Importantly, when asked if the movie could be remade today and if so, would she let her own daughter star in it, she replied “In this environment and with social media and with the dangers on that level and just being a mom now, looking at my 11-year-old, I would not facilitate it.”
Had only the parents of the 11-and 12-year old child stars of the current film Cuties heeded her advice. Obsessed with garnering “likes” on social media platforms, the preteen protagonists adopt hypersexualized dance routines they see approvingly reviewed online, posting their own version in hopes of similar ratings. Not having a clue as to why the “dancing” they emulate receives such accolades, but confronting the stresses of burgeoning adolescence, including disavowal of parental values and peer pressure, they devote their energies into perfecting every degrading gyration they have witnessed. And while the film’s director insists that she made the film to highlight the problems associated with unrestricted access to social media and the internet by children, she has gone too far, and yet not far enough, in pursuit of her professed goal.

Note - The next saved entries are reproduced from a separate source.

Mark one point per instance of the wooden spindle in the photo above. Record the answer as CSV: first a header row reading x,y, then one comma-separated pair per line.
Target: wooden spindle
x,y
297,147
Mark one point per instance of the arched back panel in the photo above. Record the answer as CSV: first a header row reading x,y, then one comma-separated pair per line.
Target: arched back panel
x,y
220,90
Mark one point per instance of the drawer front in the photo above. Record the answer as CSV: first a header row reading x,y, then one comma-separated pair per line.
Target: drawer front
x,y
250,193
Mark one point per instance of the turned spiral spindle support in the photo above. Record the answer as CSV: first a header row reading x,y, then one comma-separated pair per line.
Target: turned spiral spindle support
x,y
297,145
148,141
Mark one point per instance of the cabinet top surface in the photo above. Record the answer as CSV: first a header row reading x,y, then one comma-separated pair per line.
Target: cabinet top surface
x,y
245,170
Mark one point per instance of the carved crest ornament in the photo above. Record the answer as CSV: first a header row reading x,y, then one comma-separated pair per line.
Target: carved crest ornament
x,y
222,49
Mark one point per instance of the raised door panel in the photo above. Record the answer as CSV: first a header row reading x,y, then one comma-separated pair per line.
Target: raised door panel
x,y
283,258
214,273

Most disturbing is the casting of preteen girls whose exploitation in the making of the film is the very abuse the director affirmatively decries. These girls, like all kids, are cognitively immature; their brains have not yet developed to the point where they can understand the consequences of their actions. They are physiologically incapable of giving informed consent, and tragically, society has failed in its responsibility to protect them from this kind of harm. What will be the impact on these girls years from now? They won’t be able to erase this public exposure. How will they handle the attendant, everlasting notoriety?

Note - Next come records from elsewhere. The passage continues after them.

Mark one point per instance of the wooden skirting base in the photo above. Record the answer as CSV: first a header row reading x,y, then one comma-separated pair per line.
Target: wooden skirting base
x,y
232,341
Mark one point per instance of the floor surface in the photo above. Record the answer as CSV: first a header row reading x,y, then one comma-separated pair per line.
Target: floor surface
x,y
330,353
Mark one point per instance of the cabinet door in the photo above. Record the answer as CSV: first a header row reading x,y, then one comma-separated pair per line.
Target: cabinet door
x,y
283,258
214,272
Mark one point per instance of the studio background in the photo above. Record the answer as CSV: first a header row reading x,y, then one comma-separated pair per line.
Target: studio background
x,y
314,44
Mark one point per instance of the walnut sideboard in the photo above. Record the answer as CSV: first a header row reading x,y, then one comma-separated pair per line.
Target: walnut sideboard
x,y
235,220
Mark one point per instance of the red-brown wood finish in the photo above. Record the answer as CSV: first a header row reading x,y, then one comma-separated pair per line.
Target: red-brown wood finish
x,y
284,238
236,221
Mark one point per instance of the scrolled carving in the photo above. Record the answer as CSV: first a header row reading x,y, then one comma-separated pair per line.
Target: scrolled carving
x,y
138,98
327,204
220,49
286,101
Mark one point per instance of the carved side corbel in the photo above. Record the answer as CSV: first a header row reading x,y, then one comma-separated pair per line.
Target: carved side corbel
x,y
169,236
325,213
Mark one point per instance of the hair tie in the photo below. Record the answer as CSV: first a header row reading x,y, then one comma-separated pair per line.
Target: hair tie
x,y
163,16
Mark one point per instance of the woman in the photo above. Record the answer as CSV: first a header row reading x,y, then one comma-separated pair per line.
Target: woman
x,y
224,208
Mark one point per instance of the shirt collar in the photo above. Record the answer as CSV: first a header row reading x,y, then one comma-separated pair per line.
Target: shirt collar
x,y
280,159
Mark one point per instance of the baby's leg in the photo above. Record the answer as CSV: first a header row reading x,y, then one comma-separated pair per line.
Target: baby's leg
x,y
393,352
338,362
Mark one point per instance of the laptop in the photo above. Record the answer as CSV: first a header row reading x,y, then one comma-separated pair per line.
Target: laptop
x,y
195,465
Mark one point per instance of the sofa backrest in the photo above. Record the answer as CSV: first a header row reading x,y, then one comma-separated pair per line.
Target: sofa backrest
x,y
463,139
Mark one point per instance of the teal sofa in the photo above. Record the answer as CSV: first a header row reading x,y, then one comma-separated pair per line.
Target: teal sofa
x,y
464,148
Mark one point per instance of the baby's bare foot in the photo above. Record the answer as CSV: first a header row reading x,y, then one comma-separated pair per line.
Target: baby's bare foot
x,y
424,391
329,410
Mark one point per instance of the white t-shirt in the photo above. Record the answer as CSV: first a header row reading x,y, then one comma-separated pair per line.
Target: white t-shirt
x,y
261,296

Rather than requiring social media platforms, advertisers and filmmakers, to take all reasonable steps to prevent viewing and parroting age-inappropriate material by any child with access to a cellphone, computer or other internet-enabled device, we have totally abdicated our responsibilities. Even more disturbing are the affirmative actions we take encouraging our children, particularly our girls, to glorify and prematurely embrace adult behavior. Child beauty pageants instantly spring to mind. If we continue to model such behavior as both desirable and acceptable, what do we expect from our impressionable youth?
But even if “of age” actors had assumed the preteen roles in Cuties, the steady stream of increasingly sexualized images obliterates any educational message that may have been intended. Aside from disparaging frowns on the faces of a few spectators viewing the girls’ live performance, and the female lead’s abrupt departure from the stage in tears followed by her seemingly recovered innocence while jumping rope, none of the negative realities of the objectification of women as perpetuated in contemporary film/advertising and social media, and the detrimental effects of these images on our kids are portrayed.

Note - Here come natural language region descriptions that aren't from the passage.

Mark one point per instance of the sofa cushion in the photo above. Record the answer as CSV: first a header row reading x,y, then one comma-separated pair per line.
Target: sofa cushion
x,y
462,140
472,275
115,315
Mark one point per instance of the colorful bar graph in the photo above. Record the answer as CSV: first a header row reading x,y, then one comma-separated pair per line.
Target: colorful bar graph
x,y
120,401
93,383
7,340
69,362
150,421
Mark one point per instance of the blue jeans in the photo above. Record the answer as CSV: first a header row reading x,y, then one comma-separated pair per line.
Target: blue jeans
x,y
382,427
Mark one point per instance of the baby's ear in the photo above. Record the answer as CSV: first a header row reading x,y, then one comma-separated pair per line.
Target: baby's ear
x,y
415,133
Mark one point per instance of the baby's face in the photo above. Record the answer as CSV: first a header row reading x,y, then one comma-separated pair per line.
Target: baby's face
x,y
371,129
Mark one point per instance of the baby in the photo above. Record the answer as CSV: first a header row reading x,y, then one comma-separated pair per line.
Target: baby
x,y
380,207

21st century technology has radically altered the landscape in which our children are growing up. No longer will an “R” rating on a film shown only in a movie theater, hardcover porn pedaled only in adult bookstores, or the occasional unearthing of a sibling’s girlie magazine limit our kids’ exposure to material not designed for their immature minds. Parents, advertisers, and social media must do more to protect children from these harmful images. Equally important is the role of filmmakers and the platforms that provide large audiences for them. They must not exploit children in pursuit of making a point — or a profit. No matter how noble the intentions, the message will be lost. And, ironically, these purported educators will have committed the very wrong they vilify. Cuties’ exploitation of four young girls — who cannot themselves consent — in an effort to sound a public alarm through film is a price we cannot and should not pay. Ever.